‘Cemevleri ibadethanedir’
.
Yargıtay, elektrik faturalarını ödemeyen Cem Vakfı hakkındaki icrayı durdurdu ve vakıfta ibadethane olan bölümdeki giderlerin tespitini istedi.
BEDAŞ, 10 elektrik faturasını ödemeyen Cem Vakfı hakkında dava açtı. Davayı kabul eden Bakırköy 5. Asliye Ceza Mahkemesi, Vakıf ile ilgili icra takibinin devamına karar verdi.
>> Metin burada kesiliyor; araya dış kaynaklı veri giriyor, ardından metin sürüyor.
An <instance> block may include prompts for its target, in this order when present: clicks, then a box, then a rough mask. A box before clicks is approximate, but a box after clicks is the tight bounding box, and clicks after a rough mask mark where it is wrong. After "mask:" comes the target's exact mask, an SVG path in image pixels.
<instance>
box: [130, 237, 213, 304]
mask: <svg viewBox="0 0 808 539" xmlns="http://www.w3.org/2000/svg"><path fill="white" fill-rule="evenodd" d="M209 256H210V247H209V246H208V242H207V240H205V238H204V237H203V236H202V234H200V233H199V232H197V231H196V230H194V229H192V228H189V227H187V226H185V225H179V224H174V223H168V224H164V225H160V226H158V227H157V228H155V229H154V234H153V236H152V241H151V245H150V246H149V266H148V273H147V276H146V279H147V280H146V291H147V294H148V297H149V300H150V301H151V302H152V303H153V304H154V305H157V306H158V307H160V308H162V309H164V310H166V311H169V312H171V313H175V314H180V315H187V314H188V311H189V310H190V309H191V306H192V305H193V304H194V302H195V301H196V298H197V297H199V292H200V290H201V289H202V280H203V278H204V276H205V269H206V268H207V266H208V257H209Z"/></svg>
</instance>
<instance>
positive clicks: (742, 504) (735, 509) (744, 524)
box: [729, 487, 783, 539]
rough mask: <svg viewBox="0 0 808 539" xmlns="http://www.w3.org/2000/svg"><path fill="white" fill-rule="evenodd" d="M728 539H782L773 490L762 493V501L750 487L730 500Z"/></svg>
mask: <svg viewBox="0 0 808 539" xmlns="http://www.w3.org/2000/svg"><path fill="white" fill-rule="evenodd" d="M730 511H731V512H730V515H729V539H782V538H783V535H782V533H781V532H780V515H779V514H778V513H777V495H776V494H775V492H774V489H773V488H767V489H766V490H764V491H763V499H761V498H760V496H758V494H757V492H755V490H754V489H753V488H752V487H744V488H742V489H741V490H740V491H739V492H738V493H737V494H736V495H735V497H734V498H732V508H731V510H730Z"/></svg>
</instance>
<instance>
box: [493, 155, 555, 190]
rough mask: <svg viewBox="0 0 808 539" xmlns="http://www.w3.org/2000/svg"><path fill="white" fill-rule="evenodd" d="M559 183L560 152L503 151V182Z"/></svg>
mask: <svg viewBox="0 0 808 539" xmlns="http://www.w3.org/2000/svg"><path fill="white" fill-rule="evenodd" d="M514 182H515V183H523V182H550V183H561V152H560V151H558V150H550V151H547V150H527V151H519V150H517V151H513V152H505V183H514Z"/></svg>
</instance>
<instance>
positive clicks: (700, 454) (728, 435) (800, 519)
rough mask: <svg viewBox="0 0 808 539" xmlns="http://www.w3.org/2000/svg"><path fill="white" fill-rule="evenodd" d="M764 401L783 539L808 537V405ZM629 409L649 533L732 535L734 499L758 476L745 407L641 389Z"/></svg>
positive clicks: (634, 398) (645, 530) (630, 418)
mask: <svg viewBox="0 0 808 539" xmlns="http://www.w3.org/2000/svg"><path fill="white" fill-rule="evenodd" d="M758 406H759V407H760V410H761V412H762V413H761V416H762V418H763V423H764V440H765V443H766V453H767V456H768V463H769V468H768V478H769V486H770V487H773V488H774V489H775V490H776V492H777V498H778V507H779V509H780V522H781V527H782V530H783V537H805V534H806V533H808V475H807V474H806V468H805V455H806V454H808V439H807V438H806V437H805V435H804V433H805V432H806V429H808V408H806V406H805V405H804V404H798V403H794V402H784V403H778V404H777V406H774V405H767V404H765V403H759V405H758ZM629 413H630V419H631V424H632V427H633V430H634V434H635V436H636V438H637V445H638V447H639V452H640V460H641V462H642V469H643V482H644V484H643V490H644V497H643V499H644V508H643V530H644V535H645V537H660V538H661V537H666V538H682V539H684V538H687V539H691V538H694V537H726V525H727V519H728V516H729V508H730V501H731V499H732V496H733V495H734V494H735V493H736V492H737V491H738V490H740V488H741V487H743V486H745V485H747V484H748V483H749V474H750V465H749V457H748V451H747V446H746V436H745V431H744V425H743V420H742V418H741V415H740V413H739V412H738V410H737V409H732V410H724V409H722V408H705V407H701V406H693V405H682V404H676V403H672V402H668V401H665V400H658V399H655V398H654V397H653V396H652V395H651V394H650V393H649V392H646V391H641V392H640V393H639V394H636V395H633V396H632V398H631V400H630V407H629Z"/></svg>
Cem Vakfı ise ‘cemevleri ibadethane kapsamında kaldığından elektrik faturalarının Diyanet İşleri Başkanlığı bünyesinden karşılanması gerektiği’ni savunarak kararı temyiz etti. Yargıtay 3. Hukuk Dairesi de yerel mahkemenin kararını oy birliğiyle bozdu.
Kararda, Cem Vakfı’nın da faaliyette bulunduğu binada Alevi yurttaşların ibadetini yaptığı, cem salonu, morgu, yoksul insanlara yemek verilen aşevi, kütüphane, konferans salonu olduğu belirtilip şöyle denildi:
‘Bir gerçekliktir’
Tüm Alevi toplumunca kabul gören cemevleri, Alevi-İslam inancına sahip yurttaşların ibadet mekanıdır. Bu ibadet şekli Anadolu’da yüzyıllardan beri böyle süre gelmiştir. Öncelikle, bir mekanın ibadet yeri sayılıp sayılmamasının münhasıran o inanca tabi insanların taktirinde bulunmalıdır. Alevi inancına mensup insanlarının inanç ve ibadet merkezlerinin cemevleri olduğu, Alevilerle birlikte tüm toplum kesimleri tarafından kabul edilmiş bir olgu ve gerçekliktir.
‘Nitelendirmek önemli’
İbadethane nitelemesinin hukuk düzeni açısından pek çok önemli sonucu bulunmaktadır. Her şeyden önce ibadethaneler birçok vergi ve harçtan muaf tutulmaktadır. Buna ek olarak, elektrik faturaları Diyanet İşleri Başkanlığının ödeneği ile karşılanmaktadır. Nihayet imar planları yapılırken bazı yerler inşası birtakım koşullara tabi ibadethanelere tahsis edilmektedir.
İbadethane bölümü
Uluslararası sözleşme hükümleriyle normatif düzenlemeler kapsamında hukuki olgulara göre, cemevlerinin ibadethane kapsamında değerledirilmesi gerektiğine ilişkin AİHM’in Cem Vakfı kararı da dikkate alınarak, davalı vakıfta, alanında uzman bilirkişi marifetiyle keşif yapılarak, söz konusu vakfın ibadethane kapsamında değerlendirilecek bu bölüme ait aydınlatma giderleri tespit edilmeli ve sonucuna göre hüküm kurulması gerekir. Bu yönde bir araştırma ve inceleme yapılmaksızın davanın kabulü usul ve yasaya aykırı olup bozmayı gerektirmiştir.